I resent being put in a position where I feel bad for liking something because someone else disapproves of it. It is entirely possible that I’m completely wrong, and if someone wants to convince me so, I’d be happy to listen. I’ve noticed that a large part of the song’s defence centres around the fact that Thicke, T.I. and Pharrell are all married with kids, and therefore have been shown to respect women. However, I’ve tried to avoid that argument in this debate – choosing instead to focus on the work itself – so as to avoid the philosophy of art question; can three decent men, who respect women, create a piece of art that is derogatory towards them (it’s actually a pleasant change for the question to be that way round – usually with philosophy of art the question is “can an evil person create beautiful art?”)? Well, I don’t think they have (or, at the very least, not to the extent that people are claiming), and that’s why I’ve structured my argument in this way.
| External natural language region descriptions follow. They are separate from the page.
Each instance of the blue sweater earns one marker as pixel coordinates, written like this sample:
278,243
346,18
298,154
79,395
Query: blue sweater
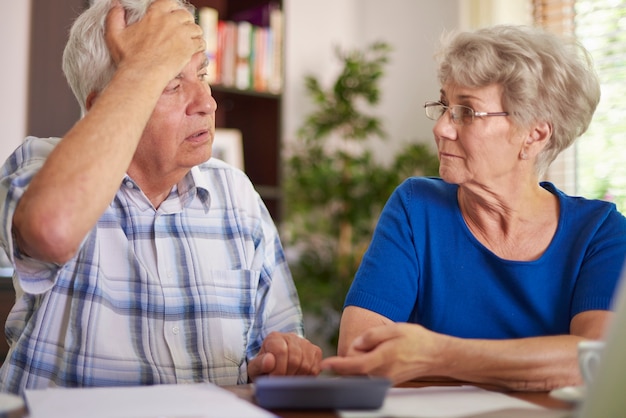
425,266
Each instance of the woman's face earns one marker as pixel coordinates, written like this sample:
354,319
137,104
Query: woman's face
484,152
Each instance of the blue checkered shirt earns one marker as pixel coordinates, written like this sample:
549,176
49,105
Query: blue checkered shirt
183,293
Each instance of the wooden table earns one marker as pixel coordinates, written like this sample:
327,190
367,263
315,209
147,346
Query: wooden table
538,398
245,392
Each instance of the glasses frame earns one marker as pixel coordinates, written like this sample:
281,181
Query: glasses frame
455,118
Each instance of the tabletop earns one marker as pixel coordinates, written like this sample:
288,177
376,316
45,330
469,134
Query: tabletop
246,392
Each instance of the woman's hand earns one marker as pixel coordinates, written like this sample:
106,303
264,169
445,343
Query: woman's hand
397,351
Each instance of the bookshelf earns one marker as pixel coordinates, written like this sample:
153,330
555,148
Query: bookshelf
257,114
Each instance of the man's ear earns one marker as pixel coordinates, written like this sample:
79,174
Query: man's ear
91,99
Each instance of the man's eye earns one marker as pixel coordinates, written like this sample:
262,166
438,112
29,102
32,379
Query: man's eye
172,87
203,77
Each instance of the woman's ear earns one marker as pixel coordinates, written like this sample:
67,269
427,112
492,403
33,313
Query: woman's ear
541,133
91,99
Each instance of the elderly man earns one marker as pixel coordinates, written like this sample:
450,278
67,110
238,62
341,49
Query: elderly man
138,259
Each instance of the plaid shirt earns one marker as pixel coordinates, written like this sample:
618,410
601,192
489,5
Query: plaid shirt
184,293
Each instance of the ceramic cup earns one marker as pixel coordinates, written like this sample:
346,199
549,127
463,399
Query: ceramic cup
589,356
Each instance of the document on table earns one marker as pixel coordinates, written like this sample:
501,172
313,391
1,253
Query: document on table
163,401
445,402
I summed up the original debate by saying that I was glad we were even having the discussion. It's incredibly important to be sceptical of what the media tries to sell us; to analyse its product and have the debate, because it helps each of us to fully form what we believe, and our attitude to the world.
I hope I’ve made clear in this post that I’m in no-way saying it’s ok to distort the common understanding of sexual consent; I’ve been worried about even making this post public, for fear that people would misinterpret what I’m trying to achieve here.
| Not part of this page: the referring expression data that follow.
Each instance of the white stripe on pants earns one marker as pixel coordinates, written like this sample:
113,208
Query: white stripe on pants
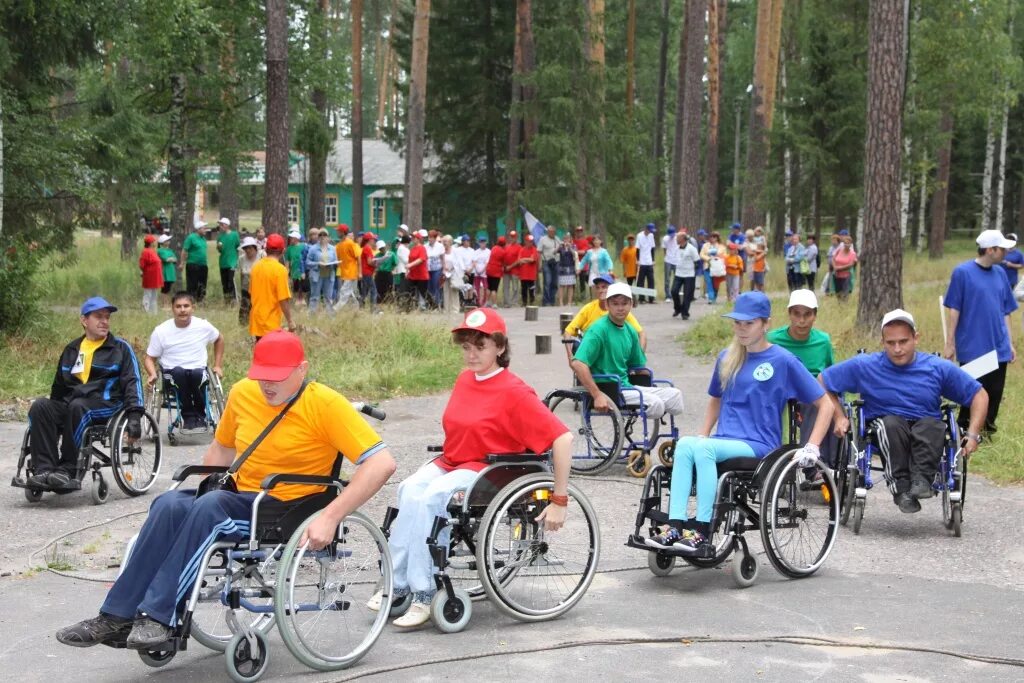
422,498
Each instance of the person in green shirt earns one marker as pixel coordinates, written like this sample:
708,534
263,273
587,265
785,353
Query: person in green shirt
227,245
814,349
194,254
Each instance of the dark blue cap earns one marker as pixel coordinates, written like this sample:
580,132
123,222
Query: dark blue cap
750,306
97,303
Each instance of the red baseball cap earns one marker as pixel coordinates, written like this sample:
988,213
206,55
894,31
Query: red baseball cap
274,243
275,355
483,319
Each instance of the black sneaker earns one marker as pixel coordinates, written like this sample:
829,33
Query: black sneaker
147,633
95,631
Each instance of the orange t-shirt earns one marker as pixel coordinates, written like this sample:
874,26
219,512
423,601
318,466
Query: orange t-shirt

I know from doing stand up that some audiences will hear certain words or phrases in my set that cause them to presume what my intent is; in that moment, they stop listening to everything else, miss the point, and sit, stewing with anger about what they THINK I’ve said – even when the actual joke has nothing to do with that. Case in point, I have a joke in my set that uses some seemingly racial buzz-words, but the joke isn’t actually about race; it’s about how frustrating it is when other people seek to define you based upon a physical characteristic (in my case, my height) – the joke’s intent is actually anti-racist. I’ve been doing it for over three years now, but once a year (on average), an individual has heard the racial language, assumed my point was racist, and taken offence at the joke. Each time it’s happened, I’ve immediately spotted it, and won them back by explaining, then and there, what the joke’s premise is meant to be. Once the context is explained, they get it (in one case, apologise for the confusion), laugh, and move on.
There’s an extent to which I feel that the same thing has happened with the song, and I hope that by showing an alternative interpretation here, it’ll get people thinking about whether or not the meaning they’ve derived from the song is what the authors actually intended.
So, should I
feel bad about liking Blurred Lines?
Well, regardless of its meaning, it’s not changed my views on how women should
be treated, nor on the importance of consent, nor the value of being true to
yourself, and it cheers me up when it
comes on the radio. So, I don’t feel bad about liking the song, but I believe I’ve
thought about it enough at this point to have earned that right.
* If you actually read the description on the original youtube page, you'll see that's inaccurate - I only found that after writing this argument though!